Hope they all find their forever home soon. Sending positive vibes and prayers.


----------



## Karen519 (Aug 21, 2006)

*Bumping up*

Bumping up.

Hoping this 7 year old and his siblings get adopted or rescued!!


----------



## mylissyk (Feb 25, 2007)

Also send it to the CO rescue, they may have resources there.


----------



## Karen519 (Aug 21, 2006)

*Emld*

I emld. the New Mexico and the Colorado Golden Rescues.


----------



## Karen519 (Aug 21, 2006)

*Just heard from the N.M. Golden Ret. Rescues*

Just heard back from the New Mexico Golden Rescue:no::no:

HI Karen,


I am sorry, but we are not able to take any dogs in right now.


thank you for the heads up.


warmly,


Kathleen


----------



## Karen519 (Aug 21, 2006)

*They are having an adoption event*

they are having an adoption event this weekend.
https://www.facebook.com/eHumane

We are bringing 35 dogs and 4 cats to PetSmart in Santa Fe tomorrow from 9am-5pm and Sunday from 10am-4pm. If we find homes for them all, we will go get more. Plus, don't forget- adopt a dog or puppy from us this month, and take them to training classes and get your full adoption fee refunded! 
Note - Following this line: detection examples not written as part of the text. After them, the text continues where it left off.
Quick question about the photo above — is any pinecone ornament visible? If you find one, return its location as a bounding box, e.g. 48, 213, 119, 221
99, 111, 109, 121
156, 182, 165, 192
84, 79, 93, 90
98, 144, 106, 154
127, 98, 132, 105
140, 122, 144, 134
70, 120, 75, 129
Nov. 2-4: PetSmart Charities National Adoption Weekend


Are you coming to our National Adoption Weekend Event November 2-4? Share the video and RSVP here: PetSmart Charities & PetSmart Charities of Canada Nat'l Adoption Weekend | Facebook

https://www.facebook.com/#!/eHumane?fref=ts


----------



## cgriffin (Nov 30, 2011)

Maybe if they can get some dogs adopted, they will reconsider.


----------



## Karen519 (Aug 21, 2006)

*Cgriffin*

CGRIFFIN

The Humane society is having the adoption event, not the Golden Ret. Rescue.


----------



## Jennifer1 (Mar 31, 2012)

He (& the others that came in with him) were all adopted on Saturday!


----------



## Jennifer1 (Mar 31, 2012)

Karen519 said:


> Just heard back from the New Mexico Golden Rescue:no::no:
> 
> HI Karen,
> 
> ...


That's odd as they only have 1 dog listed on their site. I wonder if they have more dogs than listed or no fosters?


----------



## GoldenMum (Mar 15, 2010)

Wonderful!


----------